No processo de GMF – Inquisição de Lisboa, Pº 9636 - com centenas de páginas, leem-se registos de denúncias de gente do Fundão, Teixoso, Azevo, Pinhel, Covilhã, Tortosendo, Freixedas, Vilar Torpim…
Na Mesa da Inquisição, em várias sessões, vai confessando “culpas”. Assegura que não tinha seus erros por pecado, e que acreditara na Lei de Moisés até ser detido. Nega as presunções/informações que constam no Santo Ofício. Cala demais, hão de castigá-lo exemplarmente. Os silêncios de GMF resultaram na sentença aplicada aos que ocultavam nomes de judaizantes e cerimónias religiosas que, em conjunto, haviam celebrado. Não conseguiu deduzir as denúncias e denunciantes? Tinha esquecido o que outros testemunharam? Altivo, recusou a defesa do Procurador. Mantinha o que expusera.
Razões de sobra para que o Promotor do Santo Ofício o qualifique como “ficto, simulado, falso, impenitente”. Condena-o pelo crime de heresia a “excomunhão maior, confiscação de bens para o Fisco e Câmara Real, e relaxado à Justiça secular”. Era a pena maior, a fogueira! Como libertar-se? A 14 de Agosto de 1726, decide falar. Estava perturbado, explica; por isso optara pelo silêncio. Confessa. Os Inquisidores concedem crédito ordinário ao depoimento e dão o processo por concluído. Registam: “disse de si bastantemente e de sua mulher, irmãos, cunhados e outras pessoas suas conjuntas, não conjuntas com algumas das quais não estava indiciado”… Mas, com outros olhos, mais severos, detetaram que, afinal, encobrira o nome de um cunhado… e de outros. Propõem, por isso: Pais do Amaral que “fosse posto a tormento, fosse atado”; Fonseca Sotomaior “que tivesse trato corrido”; Philippe Maciel defende que “fosse atado com a segunda correia”; os deputados Silva de Araújo e Fernandes de Almeida preferem que “tivesse um trato corrido e fosse levantado até ao lugar do Libelo”; o deputado D. Francisco de Almeida optaria por “o mesmo trato e que fosse levantado até à roldana e a todos que podendo-o sofrer a juízo do médico ou cirurgião, e arbítrio dos inquisidores. Com o que resultar, se torne o seu processo a ver em Mesa”. Malvados uns mais do que outros, ou mudavam de papéis?

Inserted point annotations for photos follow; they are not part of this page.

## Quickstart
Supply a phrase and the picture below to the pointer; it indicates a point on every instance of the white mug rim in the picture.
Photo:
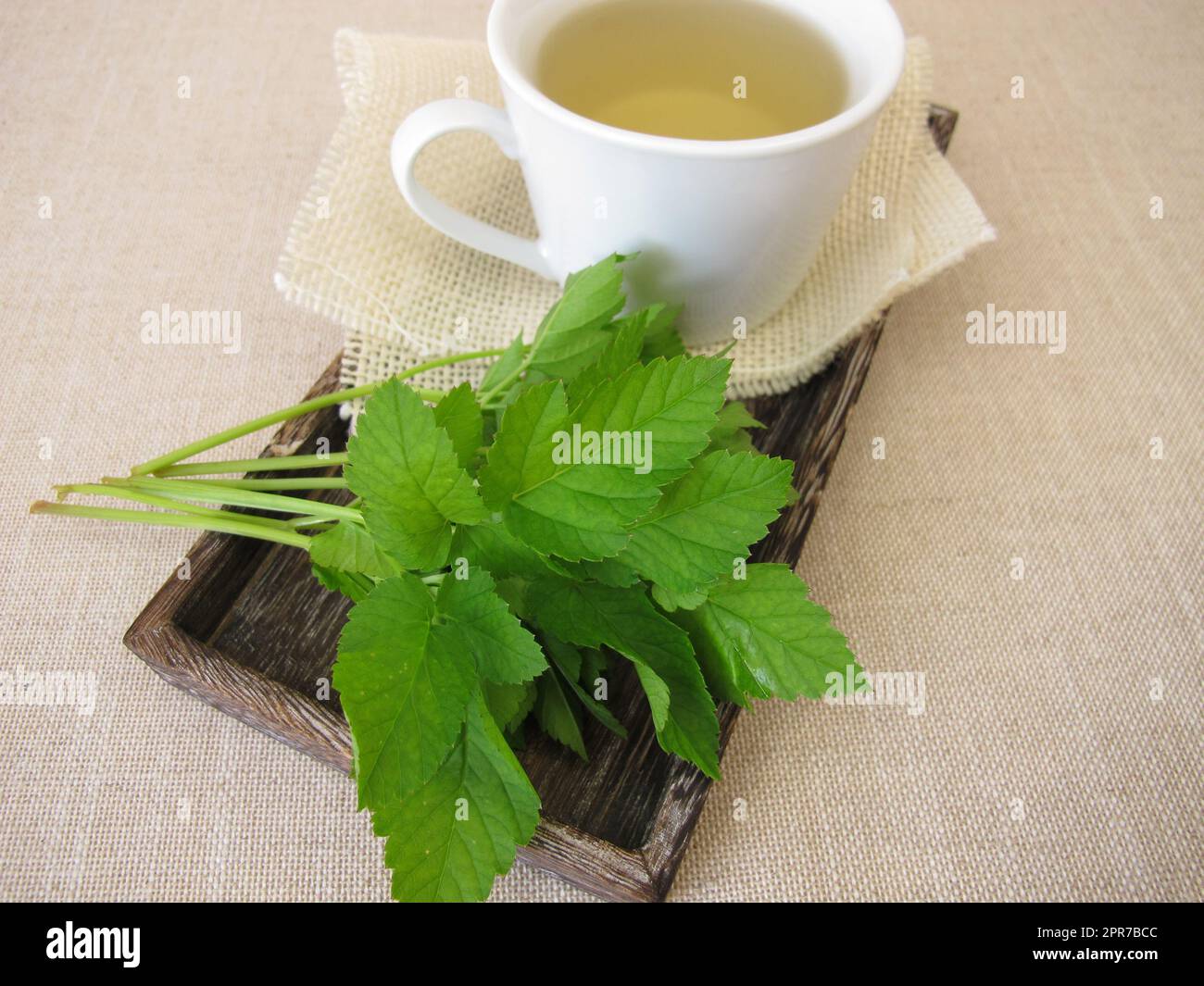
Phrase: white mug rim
(891, 69)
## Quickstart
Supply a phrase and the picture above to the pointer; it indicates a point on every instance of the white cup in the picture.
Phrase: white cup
(729, 228)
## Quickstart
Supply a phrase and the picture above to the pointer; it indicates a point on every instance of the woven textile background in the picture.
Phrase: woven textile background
(1059, 754)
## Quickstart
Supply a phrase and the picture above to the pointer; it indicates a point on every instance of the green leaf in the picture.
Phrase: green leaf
(572, 333)
(709, 519)
(452, 837)
(476, 620)
(661, 337)
(621, 352)
(458, 414)
(624, 619)
(509, 363)
(674, 400)
(509, 705)
(406, 469)
(405, 693)
(670, 601)
(350, 584)
(759, 637)
(731, 431)
(349, 548)
(500, 553)
(576, 508)
(574, 511)
(554, 712)
(570, 662)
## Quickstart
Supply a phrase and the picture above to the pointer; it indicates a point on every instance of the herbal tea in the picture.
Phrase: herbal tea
(714, 70)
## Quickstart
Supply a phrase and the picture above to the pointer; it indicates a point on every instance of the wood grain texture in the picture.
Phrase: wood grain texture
(252, 633)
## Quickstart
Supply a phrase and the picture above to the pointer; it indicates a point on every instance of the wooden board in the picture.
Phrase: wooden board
(252, 633)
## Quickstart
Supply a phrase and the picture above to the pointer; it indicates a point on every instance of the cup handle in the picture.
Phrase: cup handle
(446, 116)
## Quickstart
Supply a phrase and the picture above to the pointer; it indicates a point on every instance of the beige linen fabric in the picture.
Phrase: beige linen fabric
(1059, 754)
(405, 292)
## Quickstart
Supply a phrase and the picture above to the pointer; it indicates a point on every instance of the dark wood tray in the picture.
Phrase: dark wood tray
(252, 633)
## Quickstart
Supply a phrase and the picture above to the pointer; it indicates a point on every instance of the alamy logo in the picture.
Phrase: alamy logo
(173, 328)
(880, 688)
(25, 686)
(607, 448)
(94, 942)
(1002, 328)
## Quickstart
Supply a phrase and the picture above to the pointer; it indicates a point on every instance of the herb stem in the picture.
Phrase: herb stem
(240, 528)
(283, 483)
(268, 464)
(232, 496)
(151, 500)
(305, 407)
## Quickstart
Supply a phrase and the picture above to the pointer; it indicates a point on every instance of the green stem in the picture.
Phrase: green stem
(137, 496)
(269, 464)
(285, 483)
(203, 493)
(305, 407)
(309, 521)
(239, 528)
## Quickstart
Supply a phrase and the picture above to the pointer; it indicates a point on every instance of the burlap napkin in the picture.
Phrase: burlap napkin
(357, 255)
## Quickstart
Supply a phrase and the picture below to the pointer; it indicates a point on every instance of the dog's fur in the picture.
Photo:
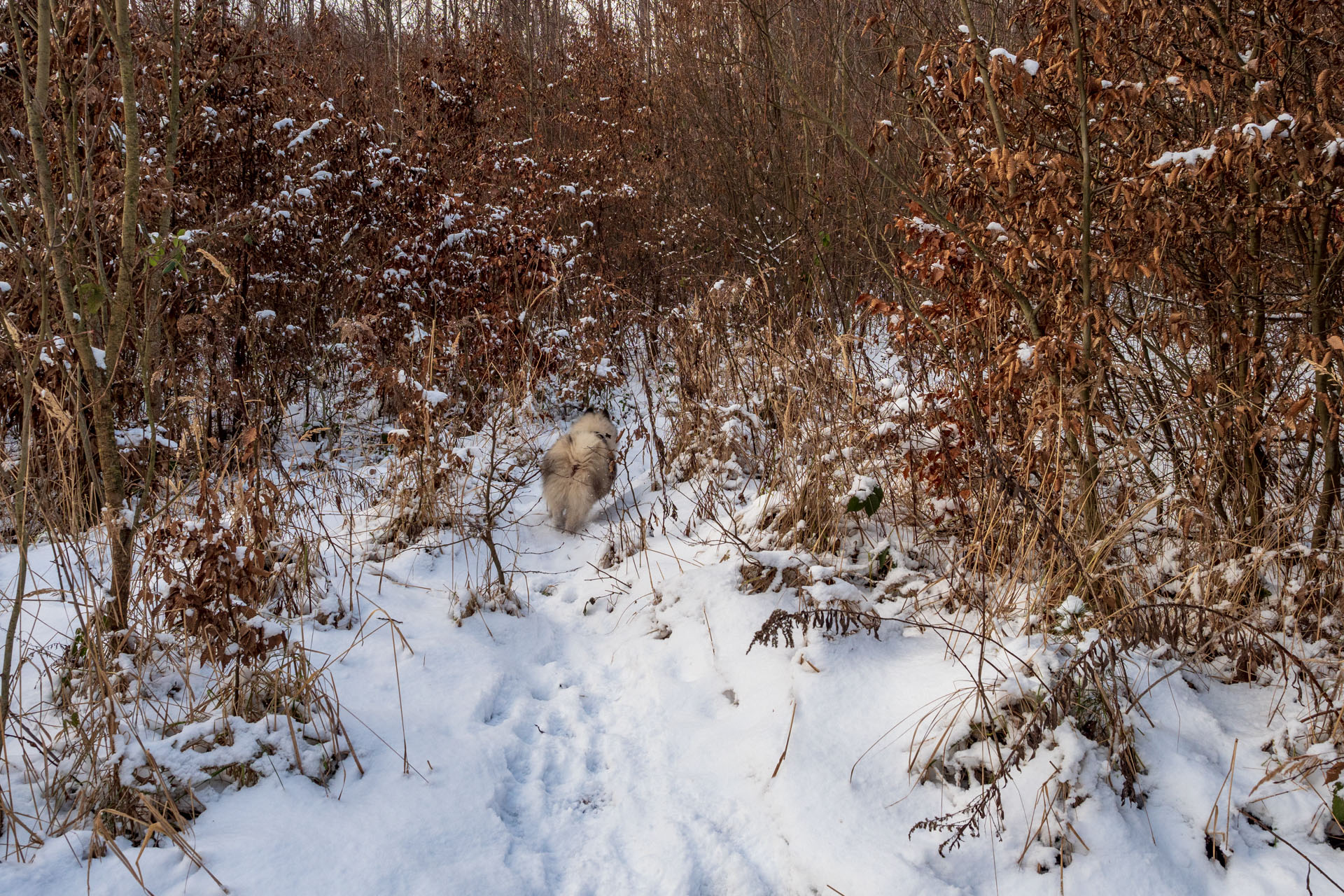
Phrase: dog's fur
(580, 469)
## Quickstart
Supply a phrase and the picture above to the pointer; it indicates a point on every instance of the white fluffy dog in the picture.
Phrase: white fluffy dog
(580, 469)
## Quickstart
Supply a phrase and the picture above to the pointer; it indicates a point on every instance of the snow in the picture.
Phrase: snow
(308, 132)
(617, 736)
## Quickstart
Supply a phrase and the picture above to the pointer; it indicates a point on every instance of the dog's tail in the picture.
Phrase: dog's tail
(570, 501)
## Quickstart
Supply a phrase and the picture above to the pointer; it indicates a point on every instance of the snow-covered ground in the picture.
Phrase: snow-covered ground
(617, 738)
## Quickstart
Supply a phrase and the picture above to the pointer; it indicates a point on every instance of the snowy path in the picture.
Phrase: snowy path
(616, 738)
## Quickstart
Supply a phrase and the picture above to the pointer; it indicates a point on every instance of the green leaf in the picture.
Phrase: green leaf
(869, 504)
(93, 296)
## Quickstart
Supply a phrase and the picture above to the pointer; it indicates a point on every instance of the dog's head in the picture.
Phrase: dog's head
(598, 422)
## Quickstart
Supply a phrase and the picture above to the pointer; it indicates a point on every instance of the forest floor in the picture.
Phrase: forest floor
(613, 735)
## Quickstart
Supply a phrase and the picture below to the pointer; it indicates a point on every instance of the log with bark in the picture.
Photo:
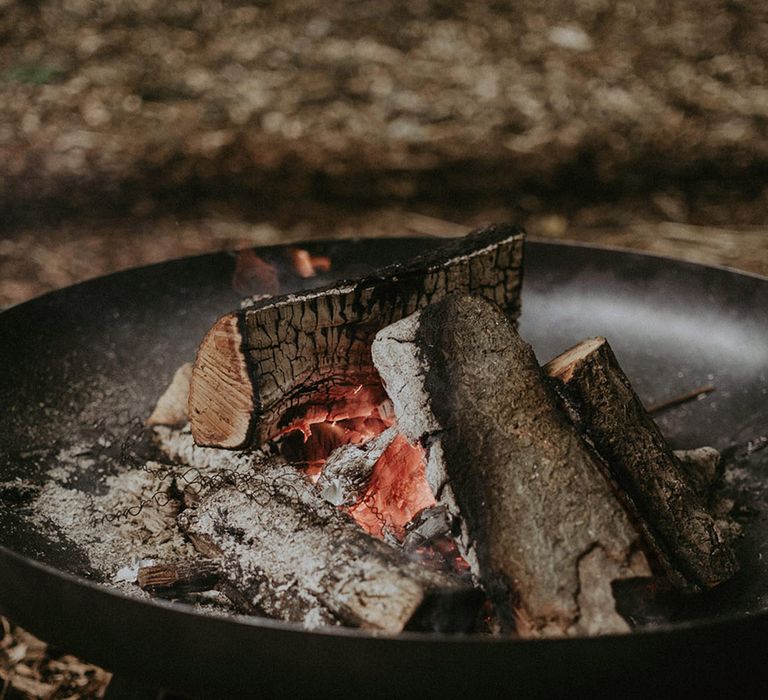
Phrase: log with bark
(286, 553)
(540, 525)
(694, 547)
(263, 370)
(179, 579)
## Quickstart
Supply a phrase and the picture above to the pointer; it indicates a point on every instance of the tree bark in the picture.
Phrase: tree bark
(695, 547)
(260, 369)
(540, 526)
(177, 579)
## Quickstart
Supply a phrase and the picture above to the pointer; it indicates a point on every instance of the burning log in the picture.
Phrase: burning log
(288, 554)
(540, 526)
(348, 470)
(292, 360)
(178, 579)
(695, 548)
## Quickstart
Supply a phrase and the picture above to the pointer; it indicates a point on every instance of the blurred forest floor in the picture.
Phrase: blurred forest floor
(133, 131)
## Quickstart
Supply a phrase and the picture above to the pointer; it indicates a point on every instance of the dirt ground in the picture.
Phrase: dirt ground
(133, 131)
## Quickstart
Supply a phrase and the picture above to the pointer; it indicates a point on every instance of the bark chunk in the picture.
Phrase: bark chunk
(261, 368)
(694, 547)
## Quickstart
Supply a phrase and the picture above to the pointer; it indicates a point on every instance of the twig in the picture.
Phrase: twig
(683, 398)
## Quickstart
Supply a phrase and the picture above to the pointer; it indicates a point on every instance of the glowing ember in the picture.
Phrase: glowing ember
(397, 491)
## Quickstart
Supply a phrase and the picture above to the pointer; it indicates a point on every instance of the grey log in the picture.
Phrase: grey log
(696, 549)
(540, 526)
(260, 368)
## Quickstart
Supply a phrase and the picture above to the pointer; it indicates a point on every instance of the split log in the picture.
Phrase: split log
(696, 550)
(260, 369)
(540, 526)
(288, 554)
(171, 407)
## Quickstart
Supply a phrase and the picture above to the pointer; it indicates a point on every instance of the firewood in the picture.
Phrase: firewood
(261, 368)
(695, 548)
(288, 554)
(540, 526)
(703, 467)
(177, 579)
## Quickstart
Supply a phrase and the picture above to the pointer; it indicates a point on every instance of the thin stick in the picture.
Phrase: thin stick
(683, 398)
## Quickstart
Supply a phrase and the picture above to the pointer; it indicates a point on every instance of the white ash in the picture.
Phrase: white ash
(111, 545)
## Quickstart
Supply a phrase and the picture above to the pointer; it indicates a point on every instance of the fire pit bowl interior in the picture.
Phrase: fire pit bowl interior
(92, 358)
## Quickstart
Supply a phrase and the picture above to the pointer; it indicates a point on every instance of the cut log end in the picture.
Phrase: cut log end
(221, 393)
(261, 369)
(564, 365)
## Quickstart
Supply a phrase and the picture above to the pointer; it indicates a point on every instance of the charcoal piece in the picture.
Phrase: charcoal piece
(260, 370)
(288, 554)
(703, 467)
(694, 546)
(539, 523)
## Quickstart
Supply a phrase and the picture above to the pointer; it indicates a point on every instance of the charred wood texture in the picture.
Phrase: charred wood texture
(261, 368)
(288, 554)
(178, 579)
(540, 526)
(695, 546)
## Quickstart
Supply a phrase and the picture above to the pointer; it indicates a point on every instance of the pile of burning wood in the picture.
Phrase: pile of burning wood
(412, 466)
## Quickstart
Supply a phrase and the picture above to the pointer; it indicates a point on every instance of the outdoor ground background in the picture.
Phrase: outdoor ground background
(135, 131)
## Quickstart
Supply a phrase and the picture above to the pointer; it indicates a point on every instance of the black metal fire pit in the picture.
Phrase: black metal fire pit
(87, 357)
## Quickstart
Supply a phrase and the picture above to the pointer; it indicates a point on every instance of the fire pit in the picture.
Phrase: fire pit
(86, 361)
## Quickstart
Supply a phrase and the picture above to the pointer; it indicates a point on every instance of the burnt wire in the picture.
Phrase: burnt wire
(138, 450)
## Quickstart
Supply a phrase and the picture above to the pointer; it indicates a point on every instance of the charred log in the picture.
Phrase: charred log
(263, 370)
(178, 579)
(695, 547)
(539, 523)
(288, 554)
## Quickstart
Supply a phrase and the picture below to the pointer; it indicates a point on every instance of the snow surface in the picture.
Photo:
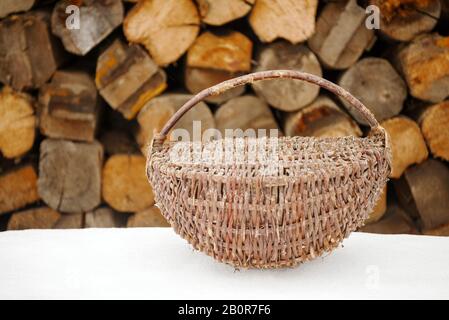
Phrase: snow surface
(155, 263)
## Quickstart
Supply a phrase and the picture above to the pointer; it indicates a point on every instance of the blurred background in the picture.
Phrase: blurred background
(84, 84)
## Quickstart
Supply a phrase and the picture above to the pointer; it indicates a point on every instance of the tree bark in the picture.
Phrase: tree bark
(322, 118)
(97, 19)
(377, 85)
(423, 192)
(341, 36)
(18, 188)
(167, 28)
(285, 94)
(407, 144)
(29, 54)
(434, 125)
(127, 78)
(125, 187)
(17, 123)
(70, 175)
(69, 107)
(219, 12)
(287, 19)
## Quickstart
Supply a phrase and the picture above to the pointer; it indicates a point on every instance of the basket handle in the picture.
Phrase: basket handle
(266, 75)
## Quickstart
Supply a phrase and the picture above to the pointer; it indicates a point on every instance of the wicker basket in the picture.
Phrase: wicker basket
(269, 214)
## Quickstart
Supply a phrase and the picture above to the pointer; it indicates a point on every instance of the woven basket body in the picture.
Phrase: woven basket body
(298, 203)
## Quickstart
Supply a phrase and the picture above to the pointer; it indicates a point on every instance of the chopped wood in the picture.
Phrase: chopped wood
(425, 66)
(403, 20)
(105, 218)
(407, 144)
(198, 79)
(377, 85)
(423, 192)
(116, 141)
(379, 209)
(434, 125)
(442, 231)
(229, 52)
(290, 20)
(70, 221)
(97, 19)
(17, 123)
(286, 94)
(157, 111)
(70, 175)
(24, 41)
(150, 217)
(322, 118)
(125, 187)
(18, 188)
(167, 28)
(127, 78)
(13, 6)
(69, 107)
(219, 12)
(215, 58)
(38, 218)
(341, 36)
(245, 112)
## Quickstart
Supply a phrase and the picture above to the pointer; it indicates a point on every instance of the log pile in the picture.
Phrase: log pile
(84, 85)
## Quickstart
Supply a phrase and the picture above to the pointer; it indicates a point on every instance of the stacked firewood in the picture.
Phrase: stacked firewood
(85, 84)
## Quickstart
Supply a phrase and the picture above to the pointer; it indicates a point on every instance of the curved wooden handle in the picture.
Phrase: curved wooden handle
(266, 75)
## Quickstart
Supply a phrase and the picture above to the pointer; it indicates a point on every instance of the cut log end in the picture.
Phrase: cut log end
(322, 118)
(290, 20)
(434, 124)
(17, 123)
(125, 187)
(407, 144)
(377, 85)
(286, 94)
(166, 36)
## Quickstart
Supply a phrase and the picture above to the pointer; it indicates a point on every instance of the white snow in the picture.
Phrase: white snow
(155, 263)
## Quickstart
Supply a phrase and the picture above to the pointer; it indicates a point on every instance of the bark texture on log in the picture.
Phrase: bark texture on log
(70, 175)
(245, 112)
(38, 218)
(156, 113)
(13, 6)
(287, 19)
(17, 123)
(285, 94)
(435, 128)
(97, 19)
(219, 12)
(407, 144)
(127, 78)
(380, 209)
(167, 28)
(423, 191)
(125, 187)
(214, 58)
(377, 85)
(425, 66)
(150, 217)
(403, 20)
(341, 36)
(69, 107)
(24, 40)
(18, 188)
(322, 118)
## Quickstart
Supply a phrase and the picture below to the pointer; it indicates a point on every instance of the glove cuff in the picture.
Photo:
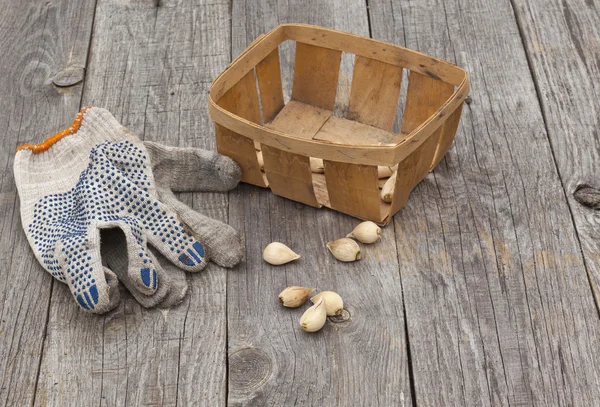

À tortura não escapa! A 19 de Agosto, estava na Sala do Tormento. Obstinado, GMF garante que não tinha mais que dizer. Chamaram o médico e o cirurgião, os ministros da Execução do suplício. Fala ou não fala? Assomaram à memória cerimónias em que participara, pessoas, mal entendidos, invejas… A vida posta a nu.
Ainda assim, o testemunho não satisfaz. Avançam com a “segunda correia”. Mandam “despojar o Réu dos vestidos que podiam impedir à execução do dito termo”. Despem GMF, uma forma de humilhação! Que é da compaixão? Da dignidade?
No dia seguinte, na Mesa, lembram-lhe a última confissão, na Casa do Tormento “em a qual gritava por Jesus e Nossa Senhora”… Dizem-lhe que “porque agora que está sem medo de violência alguma pode dizer a verdade”. GMF confirma os registos. Merecia crédito, concluem. Desta vez, o Réu não assinou. Os tratos de potro e de polé provocavam sempre aleijões graves.
A 27 de Agosto, a mulher, Clara Henriques, conhecia igualmente a “Casa do Tormento”. Instigam-na à confissão e medem o medo, à vista dos instrumentos de tortura. (…) Hão de desfilar ambos no Auto da Fé de 13 de Outubro de 1726, em Lisboa. A sentença é a mesma: excomunhão maior, cárcere e hábito penitencial perpétuo, penas e penitências espirituais; sofreram a confiscação de todos os bens para o Fisco e Câmara Real. Livraram-se da fogueira. Os filhos estavam na Guarda, em casa de familiares. Que aconteceu depois?